Site icon Efficient Coder

Teaching Machines to Pause and Zoom: How Video-R4 Solves Text-Rich Video QA

Video-R4: Teaching Machines to Pause, Zoom and Re-read Text-Rich Videos

“Why do most video-QA models hallucinate small, fleeting text? Because they never get a second look. Video-R4 fixes this by adding an explicit ‘visual rumination’ loop—select, zoom, re-encode, repeat—boosting M4-ViteVQA accuracy from 26 % to 64 % without extra data or a larger backbone.”


What problem is this article solving?

How to reliably answer questions that depend on tiny, transient text in the wild—news tickers, lecture slides, UI walk-throughs—when single-pass models routinely overlook or mis-read it.

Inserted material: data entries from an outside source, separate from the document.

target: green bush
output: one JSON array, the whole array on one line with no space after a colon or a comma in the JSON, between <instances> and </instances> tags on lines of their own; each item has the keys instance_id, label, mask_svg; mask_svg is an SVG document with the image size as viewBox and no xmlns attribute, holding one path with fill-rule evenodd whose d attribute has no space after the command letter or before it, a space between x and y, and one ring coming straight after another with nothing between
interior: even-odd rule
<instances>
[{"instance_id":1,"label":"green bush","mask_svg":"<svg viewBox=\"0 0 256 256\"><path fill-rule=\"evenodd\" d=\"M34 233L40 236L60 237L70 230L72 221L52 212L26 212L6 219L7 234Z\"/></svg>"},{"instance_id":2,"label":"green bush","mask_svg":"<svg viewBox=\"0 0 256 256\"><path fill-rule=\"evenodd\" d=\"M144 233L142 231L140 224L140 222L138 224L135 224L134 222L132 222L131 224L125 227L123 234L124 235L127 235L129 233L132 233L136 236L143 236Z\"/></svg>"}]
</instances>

The single-pass ceiling: five pain-points in one shot

  1. Fixed frame budget → text appears between sampled frames
  2. Low resolution → OCR noise
  3. No back-tracking → wrong belief can’t be revised
  4. Text-only CoT → pixel-ungrounded hallucinations
  5. Static coordinates → boxes are predicted but never re-examined

Real-world symptom: on M4-ViteVQA a 7B LMM scores 24 EM; humans reach 85.


Visual rumination: the human “pause-zoom-check” cycle as code

Video-R4 exposes two atomic actions and a state:

Action Input Output
Clip frame list sub-sequence + caption
Crop single frame + bbox zoomed crop + region caption
State hidden updated reasoning vector

Pipeline: read → retrieve → refocus → reinforce (closed loop).

Scene example:
Question: “What is the yield of the reaction?”

  • Iteration 1: clip 0:30-0:40 → sees blurry bottom text
  • Iteration 2: crop bottom quarter → OCR “Yield 0.83”
  • Iteration 3: confidence 0.92 → stop

Curated data: 47 k executable “rumination trails”

Built from M4-ViteVQA training split:

  1. Rule-based evidence match (fuzzy string + bbox IOU) → candidate frames/boxes
  2. Template synthesis (strong LMM fills “clip/crop → caption → reasoning” chain)
  3. Human QC (verify every action points to real pixels, edit otherwise)

Outcome:

  • Video-R4-CoT-17k (supervised)
  • Video-R4-RL-30k (answer-reward only)

Author’s reflection: “We originally tried end-to-end RL without trails—agents kept cropping the same logo. Providing grounded coordinates as ‘pixel anchors’ cut convergence time in half.”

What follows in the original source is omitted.